Les capitales occidentales tirent la sonnette d’alarme
Face à ce qui ressemble de plus en plus à une infiltration stratégique dans le Maghreb, les réactions politiques ne se sont pas fait attendre. Aux États-Unis, des membres du Congrès, toutes tendances confondues, ont proposé d’inscrire le Front Polisario sur la liste officielle des organisations terroristes. Une telle mesure traduirait une prise de conscience du risque que représente ce nouvel alignement géopolitique. Du côté britannique, les appels se multiplient pour que Londres adopte une position similaire, dans la continuité de son appui au plan marocain d’autonomie pour le Sahara occidental.

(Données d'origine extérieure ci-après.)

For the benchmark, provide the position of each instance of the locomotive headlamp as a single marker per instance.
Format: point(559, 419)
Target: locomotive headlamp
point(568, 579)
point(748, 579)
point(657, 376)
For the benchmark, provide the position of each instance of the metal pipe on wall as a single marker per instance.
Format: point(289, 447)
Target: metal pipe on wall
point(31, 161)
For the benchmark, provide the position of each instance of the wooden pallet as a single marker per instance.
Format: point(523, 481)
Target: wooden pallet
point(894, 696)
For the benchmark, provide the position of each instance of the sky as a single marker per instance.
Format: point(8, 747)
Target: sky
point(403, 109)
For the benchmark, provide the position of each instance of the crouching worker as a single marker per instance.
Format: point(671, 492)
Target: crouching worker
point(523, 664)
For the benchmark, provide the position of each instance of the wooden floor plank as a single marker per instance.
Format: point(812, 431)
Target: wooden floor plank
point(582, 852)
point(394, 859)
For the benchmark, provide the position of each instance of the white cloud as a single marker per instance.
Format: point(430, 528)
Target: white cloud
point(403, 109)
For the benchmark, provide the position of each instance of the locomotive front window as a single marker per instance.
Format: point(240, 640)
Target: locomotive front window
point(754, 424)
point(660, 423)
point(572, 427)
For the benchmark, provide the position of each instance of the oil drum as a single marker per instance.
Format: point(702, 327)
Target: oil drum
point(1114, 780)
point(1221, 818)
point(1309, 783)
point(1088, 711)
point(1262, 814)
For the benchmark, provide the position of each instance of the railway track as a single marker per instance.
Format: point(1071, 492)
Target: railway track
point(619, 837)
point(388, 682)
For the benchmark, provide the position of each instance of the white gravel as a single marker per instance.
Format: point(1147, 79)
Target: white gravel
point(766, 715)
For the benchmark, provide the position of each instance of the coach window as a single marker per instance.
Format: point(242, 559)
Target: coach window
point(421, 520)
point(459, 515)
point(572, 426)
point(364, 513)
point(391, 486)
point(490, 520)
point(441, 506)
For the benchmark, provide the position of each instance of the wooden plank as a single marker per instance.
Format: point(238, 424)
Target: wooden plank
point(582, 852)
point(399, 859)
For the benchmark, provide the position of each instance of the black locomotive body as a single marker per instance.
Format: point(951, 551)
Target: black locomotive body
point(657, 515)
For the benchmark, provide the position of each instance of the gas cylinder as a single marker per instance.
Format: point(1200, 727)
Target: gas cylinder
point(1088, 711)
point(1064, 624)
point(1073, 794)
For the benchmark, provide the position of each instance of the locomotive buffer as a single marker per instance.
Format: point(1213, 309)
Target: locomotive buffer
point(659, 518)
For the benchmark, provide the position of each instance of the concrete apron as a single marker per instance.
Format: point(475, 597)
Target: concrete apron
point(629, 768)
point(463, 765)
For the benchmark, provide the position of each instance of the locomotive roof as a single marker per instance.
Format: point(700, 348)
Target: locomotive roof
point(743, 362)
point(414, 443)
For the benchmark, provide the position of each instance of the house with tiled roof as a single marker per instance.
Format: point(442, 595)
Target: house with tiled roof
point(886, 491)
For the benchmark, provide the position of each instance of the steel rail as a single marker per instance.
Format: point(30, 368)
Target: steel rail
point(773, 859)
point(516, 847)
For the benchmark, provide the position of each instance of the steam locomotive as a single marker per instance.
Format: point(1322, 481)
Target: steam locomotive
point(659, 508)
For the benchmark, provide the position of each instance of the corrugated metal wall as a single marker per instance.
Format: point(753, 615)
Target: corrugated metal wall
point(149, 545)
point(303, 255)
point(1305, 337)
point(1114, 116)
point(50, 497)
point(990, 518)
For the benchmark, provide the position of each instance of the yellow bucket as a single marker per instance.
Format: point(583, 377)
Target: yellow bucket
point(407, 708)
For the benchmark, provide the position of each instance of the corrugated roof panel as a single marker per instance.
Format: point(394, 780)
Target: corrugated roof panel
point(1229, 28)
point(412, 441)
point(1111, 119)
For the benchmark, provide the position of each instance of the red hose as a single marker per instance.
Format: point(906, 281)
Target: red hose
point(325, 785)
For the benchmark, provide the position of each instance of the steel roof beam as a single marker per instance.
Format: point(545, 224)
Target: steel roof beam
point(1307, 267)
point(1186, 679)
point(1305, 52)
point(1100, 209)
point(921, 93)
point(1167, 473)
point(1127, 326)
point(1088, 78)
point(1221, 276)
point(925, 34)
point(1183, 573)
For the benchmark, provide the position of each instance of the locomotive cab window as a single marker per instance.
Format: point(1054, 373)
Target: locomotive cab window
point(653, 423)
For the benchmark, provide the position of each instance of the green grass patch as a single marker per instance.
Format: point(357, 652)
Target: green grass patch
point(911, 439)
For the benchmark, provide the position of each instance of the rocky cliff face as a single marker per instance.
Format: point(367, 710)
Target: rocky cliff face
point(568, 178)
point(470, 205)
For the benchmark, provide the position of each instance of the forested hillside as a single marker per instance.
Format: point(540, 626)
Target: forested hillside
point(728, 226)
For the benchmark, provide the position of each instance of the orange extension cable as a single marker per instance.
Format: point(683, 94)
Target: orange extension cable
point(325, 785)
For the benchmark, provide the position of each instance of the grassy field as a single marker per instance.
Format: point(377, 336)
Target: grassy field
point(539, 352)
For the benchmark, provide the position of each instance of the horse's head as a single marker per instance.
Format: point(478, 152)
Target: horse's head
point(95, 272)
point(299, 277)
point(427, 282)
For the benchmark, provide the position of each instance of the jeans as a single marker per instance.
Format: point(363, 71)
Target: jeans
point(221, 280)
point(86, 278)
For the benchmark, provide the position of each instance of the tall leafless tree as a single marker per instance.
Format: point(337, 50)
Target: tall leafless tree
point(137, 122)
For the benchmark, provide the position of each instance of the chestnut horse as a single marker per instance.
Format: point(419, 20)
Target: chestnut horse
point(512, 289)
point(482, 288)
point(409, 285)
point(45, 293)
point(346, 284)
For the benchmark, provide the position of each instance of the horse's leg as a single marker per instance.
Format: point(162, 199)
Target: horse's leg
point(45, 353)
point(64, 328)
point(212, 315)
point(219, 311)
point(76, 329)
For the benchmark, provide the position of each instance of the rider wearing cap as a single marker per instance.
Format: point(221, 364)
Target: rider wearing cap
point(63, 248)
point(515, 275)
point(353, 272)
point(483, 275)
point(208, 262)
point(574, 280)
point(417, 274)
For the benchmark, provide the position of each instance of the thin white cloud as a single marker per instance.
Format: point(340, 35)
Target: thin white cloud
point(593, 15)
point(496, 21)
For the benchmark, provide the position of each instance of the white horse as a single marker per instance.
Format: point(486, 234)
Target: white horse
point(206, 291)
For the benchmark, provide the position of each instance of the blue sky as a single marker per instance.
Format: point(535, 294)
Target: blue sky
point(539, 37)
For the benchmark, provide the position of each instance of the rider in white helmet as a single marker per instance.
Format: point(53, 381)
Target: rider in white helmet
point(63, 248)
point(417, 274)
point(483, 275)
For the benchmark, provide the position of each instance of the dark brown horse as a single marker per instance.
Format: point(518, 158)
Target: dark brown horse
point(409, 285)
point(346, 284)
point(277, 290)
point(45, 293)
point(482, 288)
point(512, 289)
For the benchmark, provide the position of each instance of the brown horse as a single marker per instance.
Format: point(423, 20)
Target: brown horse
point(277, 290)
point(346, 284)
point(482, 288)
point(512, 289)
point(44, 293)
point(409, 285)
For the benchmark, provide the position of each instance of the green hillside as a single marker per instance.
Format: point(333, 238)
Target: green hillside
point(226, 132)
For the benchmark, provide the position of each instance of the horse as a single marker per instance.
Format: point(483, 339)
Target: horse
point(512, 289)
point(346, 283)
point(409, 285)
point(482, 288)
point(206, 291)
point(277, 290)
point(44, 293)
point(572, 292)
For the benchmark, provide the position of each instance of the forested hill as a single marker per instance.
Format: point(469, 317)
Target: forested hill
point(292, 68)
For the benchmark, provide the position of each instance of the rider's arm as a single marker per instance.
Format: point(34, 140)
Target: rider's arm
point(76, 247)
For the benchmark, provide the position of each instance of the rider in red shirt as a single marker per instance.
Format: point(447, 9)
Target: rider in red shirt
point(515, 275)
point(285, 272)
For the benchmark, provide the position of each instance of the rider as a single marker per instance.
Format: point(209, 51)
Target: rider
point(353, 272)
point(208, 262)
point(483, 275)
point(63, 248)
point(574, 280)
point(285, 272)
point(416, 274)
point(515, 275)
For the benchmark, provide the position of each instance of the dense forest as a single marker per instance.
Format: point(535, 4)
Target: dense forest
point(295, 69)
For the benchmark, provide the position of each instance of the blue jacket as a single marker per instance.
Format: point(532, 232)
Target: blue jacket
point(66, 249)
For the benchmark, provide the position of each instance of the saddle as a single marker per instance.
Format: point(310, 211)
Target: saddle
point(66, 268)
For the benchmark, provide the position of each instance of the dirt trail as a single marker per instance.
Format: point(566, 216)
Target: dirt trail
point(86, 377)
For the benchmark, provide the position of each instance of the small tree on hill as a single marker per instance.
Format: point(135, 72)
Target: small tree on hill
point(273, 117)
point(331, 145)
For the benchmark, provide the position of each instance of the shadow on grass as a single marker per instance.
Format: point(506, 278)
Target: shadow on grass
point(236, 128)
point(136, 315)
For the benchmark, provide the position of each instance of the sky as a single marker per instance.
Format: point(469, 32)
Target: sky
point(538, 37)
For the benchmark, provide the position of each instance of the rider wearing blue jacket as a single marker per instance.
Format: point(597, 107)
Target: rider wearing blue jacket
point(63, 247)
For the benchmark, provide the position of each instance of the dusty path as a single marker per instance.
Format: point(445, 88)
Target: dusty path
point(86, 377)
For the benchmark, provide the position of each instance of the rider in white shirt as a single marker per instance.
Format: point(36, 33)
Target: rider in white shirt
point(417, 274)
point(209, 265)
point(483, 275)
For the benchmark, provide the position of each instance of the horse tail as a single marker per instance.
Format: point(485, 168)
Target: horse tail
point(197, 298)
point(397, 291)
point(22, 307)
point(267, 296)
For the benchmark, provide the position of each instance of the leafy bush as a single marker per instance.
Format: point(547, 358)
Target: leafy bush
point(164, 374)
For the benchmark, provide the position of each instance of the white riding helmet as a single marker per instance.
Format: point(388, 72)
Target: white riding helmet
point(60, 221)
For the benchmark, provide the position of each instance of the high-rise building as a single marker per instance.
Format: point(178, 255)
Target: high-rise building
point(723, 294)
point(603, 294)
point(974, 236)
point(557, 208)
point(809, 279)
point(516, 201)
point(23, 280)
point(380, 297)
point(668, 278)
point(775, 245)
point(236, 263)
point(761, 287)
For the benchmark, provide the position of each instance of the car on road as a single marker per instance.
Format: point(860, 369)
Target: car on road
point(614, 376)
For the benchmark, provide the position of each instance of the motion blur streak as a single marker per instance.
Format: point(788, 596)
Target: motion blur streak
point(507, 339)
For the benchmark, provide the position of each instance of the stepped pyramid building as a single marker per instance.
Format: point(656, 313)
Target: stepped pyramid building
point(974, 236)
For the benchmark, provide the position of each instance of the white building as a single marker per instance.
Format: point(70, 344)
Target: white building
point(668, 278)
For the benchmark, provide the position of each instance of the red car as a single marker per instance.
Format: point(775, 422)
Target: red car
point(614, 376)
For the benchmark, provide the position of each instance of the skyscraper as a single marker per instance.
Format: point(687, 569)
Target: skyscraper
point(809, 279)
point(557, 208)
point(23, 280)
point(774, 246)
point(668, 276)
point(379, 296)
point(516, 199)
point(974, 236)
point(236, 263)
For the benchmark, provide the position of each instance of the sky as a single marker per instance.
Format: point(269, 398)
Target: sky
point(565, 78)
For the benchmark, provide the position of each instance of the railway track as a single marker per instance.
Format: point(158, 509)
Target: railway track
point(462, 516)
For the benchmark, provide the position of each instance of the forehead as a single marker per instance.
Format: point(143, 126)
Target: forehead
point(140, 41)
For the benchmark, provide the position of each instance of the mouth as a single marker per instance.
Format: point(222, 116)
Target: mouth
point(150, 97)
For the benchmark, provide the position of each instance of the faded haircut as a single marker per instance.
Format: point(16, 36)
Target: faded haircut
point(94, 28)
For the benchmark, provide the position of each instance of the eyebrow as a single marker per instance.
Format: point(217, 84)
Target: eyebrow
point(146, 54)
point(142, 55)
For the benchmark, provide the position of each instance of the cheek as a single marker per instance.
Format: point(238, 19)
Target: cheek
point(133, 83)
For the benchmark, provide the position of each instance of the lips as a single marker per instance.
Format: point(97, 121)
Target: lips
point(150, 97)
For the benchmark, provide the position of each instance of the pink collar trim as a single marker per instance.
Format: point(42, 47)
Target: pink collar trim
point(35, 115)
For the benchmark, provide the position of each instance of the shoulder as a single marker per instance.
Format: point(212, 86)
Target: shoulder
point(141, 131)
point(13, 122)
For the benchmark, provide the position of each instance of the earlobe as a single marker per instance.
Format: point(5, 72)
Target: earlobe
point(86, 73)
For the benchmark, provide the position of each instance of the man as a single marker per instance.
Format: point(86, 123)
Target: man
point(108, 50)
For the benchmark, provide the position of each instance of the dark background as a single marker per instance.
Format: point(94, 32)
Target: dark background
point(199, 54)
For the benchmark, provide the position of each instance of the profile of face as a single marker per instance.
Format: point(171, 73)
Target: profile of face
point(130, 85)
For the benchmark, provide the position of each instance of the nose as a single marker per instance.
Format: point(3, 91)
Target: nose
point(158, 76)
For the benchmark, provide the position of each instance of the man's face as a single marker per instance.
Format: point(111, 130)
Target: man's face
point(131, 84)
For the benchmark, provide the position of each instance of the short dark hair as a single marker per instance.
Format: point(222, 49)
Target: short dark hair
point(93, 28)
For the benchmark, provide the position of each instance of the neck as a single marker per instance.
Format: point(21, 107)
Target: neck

Cette évolution du dossier saharien inquiète d’autant plus qu’elle pourrait créer une zone de tension durable à proximité de l’Europe. À l’instar d’un brasier latent, les ramifications d’un conflit instrumentalisé par des puissances extérieures pourraient déstabiliser non seulement le Maroc, mais aussi l’ensemble du Maghreb. Cela met également en jeu des intérêts stratégiques cruciaux pour l’Europe et l’Amérique du Nord, tant sur le plan énergétique que sécuritaire.
Le conflit local devient un enjeu régional
La transformation du Front Polisario en maillon actif de réseaux armés liés à l’Iran renforce l’idée que le Maghreb n’est plus à l’abri des reconfigurations militaires à l’œuvre au Moyen-Orient. Ce phénomène rappelle la manière dont d’autres mouvements ont été instrumentalisés par des puissances tierces pour servir des objectifs qui dépassent largement les revendications initiales. L’histoire du Hezbollah au Liban ou des Houthis au Yémen montre bien ce modèle.
Ainsi, le Sahara occidental devient un terrain propice aux stratégies d’expansion indirecte. Pour Rabat, il ne s’agit plus seulement de défendre une intégrité territoriale, mais de contenir un réseau transnational susceptible de menacer sa sécurité intérieure. Et pour les alliés occidentaux, le dilemme est clair : rester spectateurs d’une lente érosion de l’ordre régional ou agir de manière préventive face à une menace qui ne cesse de muter.
Si les preuves matérielles du soutien iranien se confirment, une nouvelle ère de confrontation indirecte pourrait s’ouvrir en Afrique du Nord. Elle imposera aux acteurs locaux, tout comme à leurs partenaires étrangers, une révision en profondeur de leurs priorités diplomatiques et sécuritaires. À mesure que les lignes d’alliances se durcissent, le conflit du Sahara occidental cesse d’être une simple affaire d’autodétermination pour devenir un nœud géostratégique d’envergure.